柳六給婦人穿戴好衣物,轉頭走到柳青草身邊站立,她站在側麵,能一眼看見柳青草的側臉,和桌麵帕子上放著的血紅小肉條……
柳六目光複雜的看著身邊的姑娘,她自小隨主子生活在京城,直到十七歲。
在主子身邊,她見過的禦醫不在少數,可像姑娘這般切腹救人,她從未聽說過,更沒見過。
姑娘不到十三歲,竟有如此醫術,不知姑娘師從何人。
“她該醒了,柳六,去準備一碗米粥來吧。”柳青草估摸著時間,這會兒人應該快醒來了。
“是,姑娘。”柳六看了眼床上的人,轉身離開房間。
柳六走後沒一會兒,床上的婦人就悠悠轉醒。
婦人一睜眼,看見白紗床罩,還覺著腹部隱隱作痛,她下意識的想起身,被一聲清脆又略帶熟悉的聲音製止。
“嬸子別動,小心傷口。”
婦人一愣,疑惑不解的看向柳青草。
柳青草知道她的疑惑,沒有猶豫,笑看著她,歉意開口,“嬸子,收了銀錢,自然是要幫你治病的,隻是事出突然,來不及詢問就給你做了處理,還請嬸子莫怪才是。”

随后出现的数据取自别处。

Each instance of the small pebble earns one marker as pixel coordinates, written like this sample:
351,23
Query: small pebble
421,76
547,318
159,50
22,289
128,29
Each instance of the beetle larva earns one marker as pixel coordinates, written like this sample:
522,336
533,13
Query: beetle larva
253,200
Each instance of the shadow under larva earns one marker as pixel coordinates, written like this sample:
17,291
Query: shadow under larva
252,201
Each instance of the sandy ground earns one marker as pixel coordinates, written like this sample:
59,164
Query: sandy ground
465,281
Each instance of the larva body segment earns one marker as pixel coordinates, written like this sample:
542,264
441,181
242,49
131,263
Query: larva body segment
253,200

婦人一喜,微紅著眼連忙搖頭,她能活全靠麵前這大夫,哪會兒生怪罪人的心思。
“多謝大夫,多謝大夫。”
“收錢辦事,好說。”柳青草笑笑,沒在意。
婦人感激涕零,知道今日遇到了大善人,不然,她那點銀錢,哪夠大夫醫治的。
“嬸子,這是我從你身上取下的,你要看看嗎?”柳青草指著桌上的孕囊,詢問道。
婦人又是一愣,隨後想到什麼,連忙開口,“多謝大夫,我想帶走它,可以嗎?”
柳青草沒有拒絕,這孕囊本是這婦人的,她拿走也是理所應當的,且留在她這裏也沒什麼用。
“嬸子自己做主便是。”
“多謝大夫。”
婦人再次道謝,柳青草搖搖頭坐在凳子上。
婦人輸卵管上的刀口,柳青草用靈泉水讓它長愈合住了,腹部的刀口,她也用了靈泉水,隻是沒用太多。

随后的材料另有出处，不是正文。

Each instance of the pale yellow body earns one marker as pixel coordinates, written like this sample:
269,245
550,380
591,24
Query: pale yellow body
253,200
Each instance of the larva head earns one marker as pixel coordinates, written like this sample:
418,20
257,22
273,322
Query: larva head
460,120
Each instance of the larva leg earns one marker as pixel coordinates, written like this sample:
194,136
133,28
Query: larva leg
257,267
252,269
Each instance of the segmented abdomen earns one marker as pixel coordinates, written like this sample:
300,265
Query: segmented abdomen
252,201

“嬸子,一會兒我給你開些藥,你回去吃上五日,切忌勞累,五日後傷口還痛,你來這裏找糧鋪掌櫃,讓她把藥拿給你,半月後來這裏,我給你拆線,對了,拆線前傷口不能碰水。”
柳青草跟她說著注意事項,見她魂不守舍的,歎口氣又重複一遍。
“嬸子,可記住了?”
婦人僵硬的點點頭,笑容很是苦澀,半月不能幹活,婆婆能容她嗎?
柳青草看婦人這反應,哪裏還不明白這婦人處境,這個時代對女人實在苛刻,就連同是女人的婆婆,也不是選擇惺惺相惜,而是選擇為難苛待,這讓她很是感傷。
“嬸子,身體是本錢,命是自己的,你自己都不心疼自己,誰會心疼你,你說呢?”柳青草適當的勸說了一句,聽得進去一句便可,聽不進去,說再多也無濟於事。
“是,大夫你說得對。”婦人想到家中婆母和丈夫,釋然一笑。
“姑娘,粥來了,溫度剛剛好。”柳六端著托盤進屋。
柳青草點點頭,起身,“行,你喂嬸子喝下,我去外麵看看。”
“姑娘安心去,柳六守著就行。”
柳青草看了一眼兩人,轉身往鋪子外走去。
齊三山三人雖天賦極佳,但實踐其實並不多,像今日這種情況,他們三人根本就都沒辦法,連急救的能力也沒有。